I've never thought about this till you asked, but yes, it does seem you could divide the world into people who consider family paramount and people who do not. I don't want to say that one group is right and one is wrong, though. I'm sure there are many cases when leaving one's family is a matter of pure self-preservation.
8. My questions might make DIGGING TO AMERICA sound grim to someone who hasn't read it, yet it's certainly as funny and heartwarming as your other novels. How do you achieve that unique balance between humor and the graver emotions?
I've always been blessed-or cursed, you might say, if I'm sitting in a funeral-with a tendency to see the humor in sad events. And the sadness in humorous events, for that matter. (I'm the one asking, at the end of a joke, "But wait, didn't that hurt the man's feelings?") I like the underside of things. I don't plan that in my novels, but it can't help emerging. 9. Your novels must make great reading for introverts, because the reader gets to look on at so many parties without actually being there. Are you yourself a party person?

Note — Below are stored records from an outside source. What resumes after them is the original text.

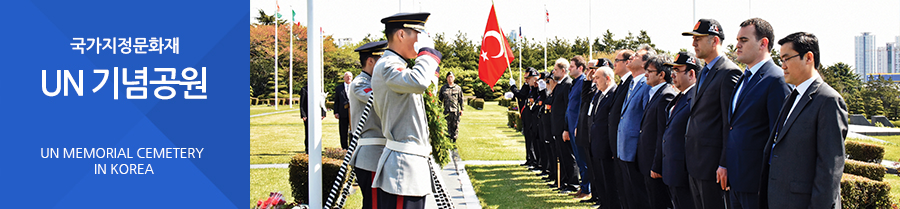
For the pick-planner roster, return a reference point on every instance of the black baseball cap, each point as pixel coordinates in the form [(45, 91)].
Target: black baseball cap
[(685, 59), (415, 21), (705, 27)]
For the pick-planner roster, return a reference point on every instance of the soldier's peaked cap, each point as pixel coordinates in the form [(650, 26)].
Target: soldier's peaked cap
[(415, 21)]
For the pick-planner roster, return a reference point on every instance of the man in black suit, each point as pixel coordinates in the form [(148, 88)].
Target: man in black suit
[(804, 157), (706, 130), (560, 102), (653, 125), (753, 109), (604, 191), (674, 173), (342, 109), (304, 112), (615, 113)]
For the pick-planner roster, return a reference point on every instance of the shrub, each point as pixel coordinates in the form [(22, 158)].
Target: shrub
[(860, 192), (869, 170), (299, 176), (864, 151)]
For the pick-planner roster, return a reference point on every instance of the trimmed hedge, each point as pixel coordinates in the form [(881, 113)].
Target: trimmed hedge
[(869, 170), (860, 192), (299, 176), (864, 151)]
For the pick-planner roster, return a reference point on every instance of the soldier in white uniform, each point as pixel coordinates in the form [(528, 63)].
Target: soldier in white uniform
[(403, 175), (371, 140)]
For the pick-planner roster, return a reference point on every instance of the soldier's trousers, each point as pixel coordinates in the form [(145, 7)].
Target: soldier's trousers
[(453, 126)]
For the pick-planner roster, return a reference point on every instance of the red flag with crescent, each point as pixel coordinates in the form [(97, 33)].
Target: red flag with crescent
[(495, 52)]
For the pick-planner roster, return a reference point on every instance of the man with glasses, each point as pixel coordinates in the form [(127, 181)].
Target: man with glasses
[(804, 156), (706, 130), (752, 112)]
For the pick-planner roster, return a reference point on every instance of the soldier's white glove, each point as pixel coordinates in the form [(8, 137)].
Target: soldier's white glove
[(424, 41)]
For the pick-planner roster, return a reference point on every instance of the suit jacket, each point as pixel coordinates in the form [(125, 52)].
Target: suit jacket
[(615, 114), (807, 156), (630, 122), (653, 125), (558, 106), (674, 171), (341, 100), (706, 130), (600, 141), (750, 122)]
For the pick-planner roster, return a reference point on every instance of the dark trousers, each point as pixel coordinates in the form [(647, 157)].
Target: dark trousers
[(658, 192), (568, 170), (388, 200), (364, 179), (635, 192), (344, 130), (743, 200), (604, 183), (707, 193), (681, 197)]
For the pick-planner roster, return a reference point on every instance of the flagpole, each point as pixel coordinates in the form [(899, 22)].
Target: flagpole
[(291, 71), (314, 94), (277, 9)]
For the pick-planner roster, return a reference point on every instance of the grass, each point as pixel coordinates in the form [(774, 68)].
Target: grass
[(512, 186), (483, 135), (278, 137), (263, 181)]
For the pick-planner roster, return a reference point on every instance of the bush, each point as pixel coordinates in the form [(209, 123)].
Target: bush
[(869, 170), (864, 151), (478, 104), (860, 192), (299, 176)]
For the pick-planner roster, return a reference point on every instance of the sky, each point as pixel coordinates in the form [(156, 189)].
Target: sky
[(835, 23)]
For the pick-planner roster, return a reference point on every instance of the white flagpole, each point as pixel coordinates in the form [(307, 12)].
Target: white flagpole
[(291, 71), (314, 44), (276, 55)]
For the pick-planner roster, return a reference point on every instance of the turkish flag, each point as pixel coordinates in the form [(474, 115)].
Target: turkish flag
[(495, 52)]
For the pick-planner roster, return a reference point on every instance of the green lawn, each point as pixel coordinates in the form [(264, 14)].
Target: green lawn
[(263, 181), (512, 186)]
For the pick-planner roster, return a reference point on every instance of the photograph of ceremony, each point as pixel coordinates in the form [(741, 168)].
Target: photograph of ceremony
[(574, 104)]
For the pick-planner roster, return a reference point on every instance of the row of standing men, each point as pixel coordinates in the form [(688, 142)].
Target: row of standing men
[(675, 133)]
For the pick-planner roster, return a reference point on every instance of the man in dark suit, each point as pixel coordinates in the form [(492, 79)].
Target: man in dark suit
[(304, 113), (804, 157), (568, 168), (615, 113), (342, 109), (706, 130), (674, 173), (629, 130), (604, 191), (653, 125), (754, 107)]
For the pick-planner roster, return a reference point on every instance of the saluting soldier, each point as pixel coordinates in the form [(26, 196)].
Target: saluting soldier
[(451, 95), (371, 139), (403, 175)]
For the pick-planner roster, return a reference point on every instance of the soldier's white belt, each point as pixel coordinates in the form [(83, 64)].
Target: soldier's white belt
[(409, 148), (371, 141)]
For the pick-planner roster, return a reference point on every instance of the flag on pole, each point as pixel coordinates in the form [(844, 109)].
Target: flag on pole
[(495, 52)]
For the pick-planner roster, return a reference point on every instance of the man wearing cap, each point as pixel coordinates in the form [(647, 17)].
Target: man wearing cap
[(403, 175), (371, 139), (706, 130), (342, 108), (523, 96), (601, 100), (804, 157), (451, 95), (753, 109), (674, 173)]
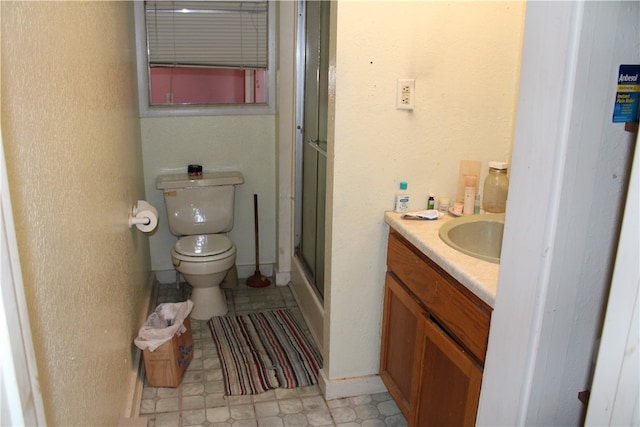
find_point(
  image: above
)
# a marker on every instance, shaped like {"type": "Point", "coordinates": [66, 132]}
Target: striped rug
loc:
{"type": "Point", "coordinates": [264, 351]}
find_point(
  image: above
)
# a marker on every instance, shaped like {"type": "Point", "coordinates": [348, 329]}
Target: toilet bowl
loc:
{"type": "Point", "coordinates": [204, 261]}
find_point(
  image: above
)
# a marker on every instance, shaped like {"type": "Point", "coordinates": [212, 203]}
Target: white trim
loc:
{"type": "Point", "coordinates": [20, 395]}
{"type": "Point", "coordinates": [349, 387]}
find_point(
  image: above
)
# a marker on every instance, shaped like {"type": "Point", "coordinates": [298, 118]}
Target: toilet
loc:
{"type": "Point", "coordinates": [200, 213]}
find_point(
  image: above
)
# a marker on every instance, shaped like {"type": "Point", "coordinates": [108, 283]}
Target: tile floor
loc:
{"type": "Point", "coordinates": [200, 399]}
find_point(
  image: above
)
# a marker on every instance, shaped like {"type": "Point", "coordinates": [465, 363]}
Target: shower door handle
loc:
{"type": "Point", "coordinates": [315, 144]}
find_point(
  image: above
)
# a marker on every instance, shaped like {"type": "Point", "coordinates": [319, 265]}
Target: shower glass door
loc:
{"type": "Point", "coordinates": [311, 143]}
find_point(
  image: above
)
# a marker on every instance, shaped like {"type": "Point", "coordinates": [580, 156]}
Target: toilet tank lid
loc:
{"type": "Point", "coordinates": [182, 180]}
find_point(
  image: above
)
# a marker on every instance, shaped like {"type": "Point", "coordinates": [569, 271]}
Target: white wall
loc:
{"type": "Point", "coordinates": [570, 171]}
{"type": "Point", "coordinates": [244, 143]}
{"type": "Point", "coordinates": [465, 59]}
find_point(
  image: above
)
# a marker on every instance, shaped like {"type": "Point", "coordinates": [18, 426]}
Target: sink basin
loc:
{"type": "Point", "coordinates": [479, 236]}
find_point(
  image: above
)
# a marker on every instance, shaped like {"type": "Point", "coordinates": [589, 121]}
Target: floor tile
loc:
{"type": "Point", "coordinates": [200, 398]}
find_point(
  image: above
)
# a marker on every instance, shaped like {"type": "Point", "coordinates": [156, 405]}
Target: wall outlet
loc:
{"type": "Point", "coordinates": [405, 94]}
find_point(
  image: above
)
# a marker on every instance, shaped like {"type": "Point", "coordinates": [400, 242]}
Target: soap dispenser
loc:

Heavens, no, I flatly refuse to go to parties, and even to ordinary meals if there will be more than four or five at the table. This is the great advantage of being a writer-you get to attend only on paper, and leave whenever you like.

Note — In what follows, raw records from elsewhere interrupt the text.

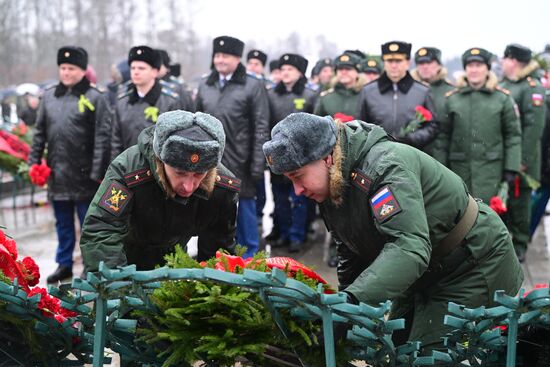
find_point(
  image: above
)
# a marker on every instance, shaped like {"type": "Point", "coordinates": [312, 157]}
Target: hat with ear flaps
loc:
{"type": "Point", "coordinates": [299, 139]}
{"type": "Point", "coordinates": [191, 142]}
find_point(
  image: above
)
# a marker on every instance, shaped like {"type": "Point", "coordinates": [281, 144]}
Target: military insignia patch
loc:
{"type": "Point", "coordinates": [537, 99]}
{"type": "Point", "coordinates": [299, 103]}
{"type": "Point", "coordinates": [231, 183]}
{"type": "Point", "coordinates": [138, 177]}
{"type": "Point", "coordinates": [384, 204]}
{"type": "Point", "coordinates": [115, 199]}
{"type": "Point", "coordinates": [360, 180]}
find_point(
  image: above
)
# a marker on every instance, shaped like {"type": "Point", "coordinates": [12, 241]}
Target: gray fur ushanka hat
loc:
{"type": "Point", "coordinates": [192, 142]}
{"type": "Point", "coordinates": [299, 139]}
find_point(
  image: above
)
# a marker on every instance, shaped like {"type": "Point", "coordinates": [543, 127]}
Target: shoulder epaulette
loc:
{"type": "Point", "coordinates": [451, 92]}
{"type": "Point", "coordinates": [360, 180]}
{"type": "Point", "coordinates": [98, 88]}
{"type": "Point", "coordinates": [423, 83]}
{"type": "Point", "coordinates": [328, 91]}
{"type": "Point", "coordinates": [175, 80]}
{"type": "Point", "coordinates": [170, 92]}
{"type": "Point", "coordinates": [123, 94]}
{"type": "Point", "coordinates": [228, 182]}
{"type": "Point", "coordinates": [138, 177]}
{"type": "Point", "coordinates": [503, 90]}
{"type": "Point", "coordinates": [167, 84]}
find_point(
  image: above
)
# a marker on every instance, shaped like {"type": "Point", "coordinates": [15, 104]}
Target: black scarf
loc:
{"type": "Point", "coordinates": [150, 98]}
{"type": "Point", "coordinates": [78, 89]}
{"type": "Point", "coordinates": [385, 84]}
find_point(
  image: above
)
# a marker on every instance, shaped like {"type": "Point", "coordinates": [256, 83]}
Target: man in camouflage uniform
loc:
{"type": "Point", "coordinates": [342, 98]}
{"type": "Point", "coordinates": [290, 95]}
{"type": "Point", "coordinates": [372, 67]}
{"type": "Point", "coordinates": [144, 100]}
{"type": "Point", "coordinates": [480, 137]}
{"type": "Point", "coordinates": [407, 228]}
{"type": "Point", "coordinates": [74, 125]}
{"type": "Point", "coordinates": [169, 81]}
{"type": "Point", "coordinates": [255, 63]}
{"type": "Point", "coordinates": [321, 75]}
{"type": "Point", "coordinates": [239, 101]}
{"type": "Point", "coordinates": [344, 94]}
{"type": "Point", "coordinates": [161, 192]}
{"type": "Point", "coordinates": [520, 79]}
{"type": "Point", "coordinates": [392, 99]}
{"type": "Point", "coordinates": [430, 71]}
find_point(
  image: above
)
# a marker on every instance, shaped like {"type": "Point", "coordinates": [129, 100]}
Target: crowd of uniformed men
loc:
{"type": "Point", "coordinates": [488, 131]}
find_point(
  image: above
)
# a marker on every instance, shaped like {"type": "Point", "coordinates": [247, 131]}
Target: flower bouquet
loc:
{"type": "Point", "coordinates": [421, 118]}
{"type": "Point", "coordinates": [498, 202]}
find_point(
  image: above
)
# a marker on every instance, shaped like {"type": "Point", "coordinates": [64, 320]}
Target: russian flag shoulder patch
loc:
{"type": "Point", "coordinates": [384, 204]}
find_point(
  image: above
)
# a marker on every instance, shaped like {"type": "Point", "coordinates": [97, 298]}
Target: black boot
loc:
{"type": "Point", "coordinates": [280, 242]}
{"type": "Point", "coordinates": [273, 236]}
{"type": "Point", "coordinates": [61, 273]}
{"type": "Point", "coordinates": [520, 252]}
{"type": "Point", "coordinates": [333, 261]}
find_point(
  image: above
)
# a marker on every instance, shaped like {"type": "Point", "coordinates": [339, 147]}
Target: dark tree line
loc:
{"type": "Point", "coordinates": [31, 31]}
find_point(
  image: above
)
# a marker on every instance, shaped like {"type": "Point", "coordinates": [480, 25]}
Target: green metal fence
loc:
{"type": "Point", "coordinates": [103, 300]}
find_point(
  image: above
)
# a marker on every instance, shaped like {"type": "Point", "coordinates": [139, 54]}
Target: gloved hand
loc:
{"type": "Point", "coordinates": [509, 176]}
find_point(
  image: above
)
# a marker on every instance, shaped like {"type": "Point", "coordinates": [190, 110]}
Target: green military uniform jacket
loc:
{"type": "Point", "coordinates": [132, 220]}
{"type": "Point", "coordinates": [339, 99]}
{"type": "Point", "coordinates": [390, 206]}
{"type": "Point", "coordinates": [529, 96]}
{"type": "Point", "coordinates": [439, 87]}
{"type": "Point", "coordinates": [480, 136]}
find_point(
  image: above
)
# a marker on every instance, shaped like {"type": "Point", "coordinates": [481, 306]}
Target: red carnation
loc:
{"type": "Point", "coordinates": [423, 114]}
{"type": "Point", "coordinates": [39, 173]}
{"type": "Point", "coordinates": [30, 270]}
{"type": "Point", "coordinates": [342, 117]}
{"type": "Point", "coordinates": [11, 246]}
{"type": "Point", "coordinates": [48, 304]}
{"type": "Point", "coordinates": [498, 202]}
{"type": "Point", "coordinates": [497, 205]}
{"type": "Point", "coordinates": [232, 262]}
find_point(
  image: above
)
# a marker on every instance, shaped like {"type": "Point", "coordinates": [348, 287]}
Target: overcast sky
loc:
{"type": "Point", "coordinates": [452, 26]}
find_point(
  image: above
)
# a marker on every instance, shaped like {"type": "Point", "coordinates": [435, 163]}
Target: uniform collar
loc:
{"type": "Point", "coordinates": [239, 76]}
{"type": "Point", "coordinates": [150, 98]}
{"type": "Point", "coordinates": [385, 84]}
{"type": "Point", "coordinates": [298, 87]}
{"type": "Point", "coordinates": [78, 89]}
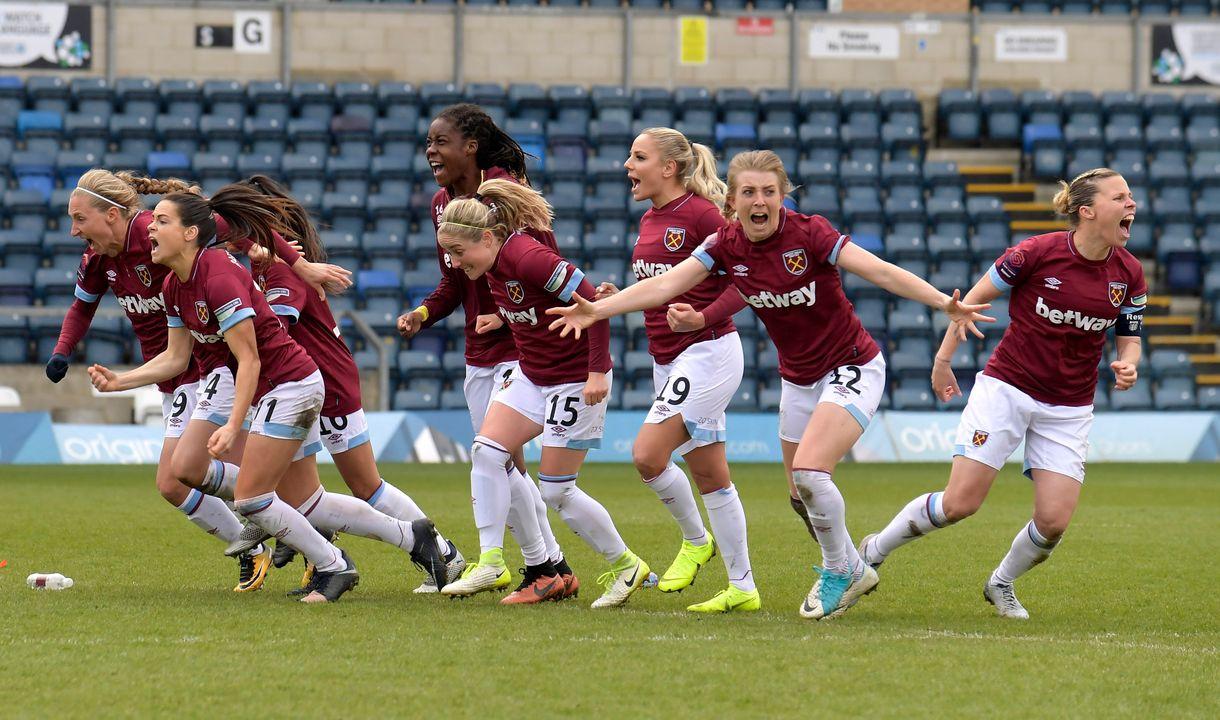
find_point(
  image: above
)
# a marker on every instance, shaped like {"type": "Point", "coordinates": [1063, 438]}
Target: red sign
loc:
{"type": "Point", "coordinates": [755, 26]}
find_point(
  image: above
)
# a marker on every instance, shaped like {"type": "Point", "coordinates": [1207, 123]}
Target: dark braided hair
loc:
{"type": "Point", "coordinates": [298, 220]}
{"type": "Point", "coordinates": [495, 147]}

10. A lot of readers found their way to your books after seeing THE ACCIDENTAL TOURIST. Are any of your books in development as a movie?

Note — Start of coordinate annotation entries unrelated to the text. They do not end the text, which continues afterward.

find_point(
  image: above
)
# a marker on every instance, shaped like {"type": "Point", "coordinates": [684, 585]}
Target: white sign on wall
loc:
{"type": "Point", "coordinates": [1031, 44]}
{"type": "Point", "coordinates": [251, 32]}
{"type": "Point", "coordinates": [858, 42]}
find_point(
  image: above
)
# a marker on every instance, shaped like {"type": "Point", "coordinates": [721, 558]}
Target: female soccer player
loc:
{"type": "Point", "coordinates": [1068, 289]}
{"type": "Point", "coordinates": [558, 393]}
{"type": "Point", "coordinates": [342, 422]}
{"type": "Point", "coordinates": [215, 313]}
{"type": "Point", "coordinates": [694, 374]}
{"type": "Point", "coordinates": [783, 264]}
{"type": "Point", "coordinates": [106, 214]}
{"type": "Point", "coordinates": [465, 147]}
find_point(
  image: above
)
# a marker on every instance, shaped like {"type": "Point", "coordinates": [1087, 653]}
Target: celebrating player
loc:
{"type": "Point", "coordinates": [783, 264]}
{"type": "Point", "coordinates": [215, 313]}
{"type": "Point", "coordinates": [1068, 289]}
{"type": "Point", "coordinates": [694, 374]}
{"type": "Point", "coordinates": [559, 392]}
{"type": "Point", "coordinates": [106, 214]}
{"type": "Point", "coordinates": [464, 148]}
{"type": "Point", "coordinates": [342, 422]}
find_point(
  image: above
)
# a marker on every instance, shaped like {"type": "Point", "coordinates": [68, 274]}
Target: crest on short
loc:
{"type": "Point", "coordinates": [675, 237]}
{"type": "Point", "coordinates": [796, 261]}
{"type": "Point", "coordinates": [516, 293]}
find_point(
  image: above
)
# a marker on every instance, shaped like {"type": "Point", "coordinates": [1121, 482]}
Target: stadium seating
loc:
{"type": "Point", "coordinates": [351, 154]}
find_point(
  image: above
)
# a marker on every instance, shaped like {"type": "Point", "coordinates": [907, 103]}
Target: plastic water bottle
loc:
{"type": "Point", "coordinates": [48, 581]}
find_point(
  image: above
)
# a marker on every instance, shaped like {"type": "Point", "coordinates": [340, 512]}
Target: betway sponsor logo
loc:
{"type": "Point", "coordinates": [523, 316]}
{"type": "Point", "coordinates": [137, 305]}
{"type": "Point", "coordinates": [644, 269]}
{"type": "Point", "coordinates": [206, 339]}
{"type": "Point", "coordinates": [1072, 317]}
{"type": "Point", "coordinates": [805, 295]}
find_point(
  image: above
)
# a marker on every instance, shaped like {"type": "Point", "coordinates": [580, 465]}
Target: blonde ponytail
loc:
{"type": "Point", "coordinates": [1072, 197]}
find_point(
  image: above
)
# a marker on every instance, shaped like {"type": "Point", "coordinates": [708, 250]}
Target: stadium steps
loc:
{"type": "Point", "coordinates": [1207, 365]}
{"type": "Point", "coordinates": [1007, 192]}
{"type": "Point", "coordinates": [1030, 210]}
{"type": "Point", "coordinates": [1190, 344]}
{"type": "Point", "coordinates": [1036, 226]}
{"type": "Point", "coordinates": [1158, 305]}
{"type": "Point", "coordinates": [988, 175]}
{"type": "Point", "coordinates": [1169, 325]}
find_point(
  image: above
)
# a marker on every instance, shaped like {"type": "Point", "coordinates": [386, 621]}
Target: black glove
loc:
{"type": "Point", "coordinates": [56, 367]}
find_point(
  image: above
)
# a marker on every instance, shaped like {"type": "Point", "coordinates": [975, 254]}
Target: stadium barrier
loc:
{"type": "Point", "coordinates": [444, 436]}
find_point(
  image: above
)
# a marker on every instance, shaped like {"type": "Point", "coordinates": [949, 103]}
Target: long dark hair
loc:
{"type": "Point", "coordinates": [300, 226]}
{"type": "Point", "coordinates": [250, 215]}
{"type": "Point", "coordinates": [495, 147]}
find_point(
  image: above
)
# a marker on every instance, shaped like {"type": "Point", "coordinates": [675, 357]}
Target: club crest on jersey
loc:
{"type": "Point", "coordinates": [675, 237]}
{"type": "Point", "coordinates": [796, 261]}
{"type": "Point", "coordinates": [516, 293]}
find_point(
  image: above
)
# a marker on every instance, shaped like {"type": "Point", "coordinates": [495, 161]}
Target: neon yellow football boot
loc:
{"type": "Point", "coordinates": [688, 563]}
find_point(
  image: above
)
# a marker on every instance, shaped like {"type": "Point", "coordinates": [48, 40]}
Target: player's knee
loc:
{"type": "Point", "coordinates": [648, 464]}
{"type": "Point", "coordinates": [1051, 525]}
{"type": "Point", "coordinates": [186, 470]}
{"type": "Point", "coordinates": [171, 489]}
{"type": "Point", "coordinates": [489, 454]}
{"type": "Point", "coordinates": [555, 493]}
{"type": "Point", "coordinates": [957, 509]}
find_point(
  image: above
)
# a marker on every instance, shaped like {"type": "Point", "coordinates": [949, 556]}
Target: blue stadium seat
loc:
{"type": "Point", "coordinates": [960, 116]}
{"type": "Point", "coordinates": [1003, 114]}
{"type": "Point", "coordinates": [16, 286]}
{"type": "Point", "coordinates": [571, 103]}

Others have been made into movies, either for the theater or TV-Breathing Lessons, Earthly Possessions, A Slipping Down Life, Saint Maybe-and I believe a few more are under options. But I don't know very much about that side of things.
11. If you were a character in a novel, whom would you choose to write you?
What an intriguing question! I guess I would choose Eudora Welty, because she viewed her characters with such affection and kindness. I know she would be tactful about my foibles.
12. Have there been female protagonists-or for that matter, male protagonists-with whom you've identified?
Because I look at writing as a chance to live lives completely different from my own, I have never chosen a protagonist that I identified with. At least not at the start. One of the best of story's surprises is that I always do come to identify, or at least to sympathize, to some degree with my protagonist by the end. The protagonist I most wish I were like is Justine Peck in Searching for Caleb. She was so outgoing and so reckless, and being Justine for a while was so much fun!
13. I'm guessing you're a Jane Austen fan. Who else among the classics do you return to for pleasure and inspiration?
I worship Jane Austen, whom I came to relatively late in life. (I don't think I managed to make it through one of her novels until I was 35 or so, and then I devoured all of them.) And I have read Anna Karenina over and over, and felt awed every time by its freshness and its immediacy. But the classics in general are not books I return to. Dickens, for instance, wears me out! I want to read prose that's more selective.
14. Who among the newer writers gives you special pleasure?
Almost all of my reading is whatever has recently come out. I am very impressed with the new generation of young writers, who seem to be beginning at a much higher level than my own generation. And then I have my longtime favorite authors, of course. I just finished Robb Forman Dew's new book, The Truth of the Matter, which I loved, and I'm now reading Philip Roth's Everyman and finding it both touching and absorbing.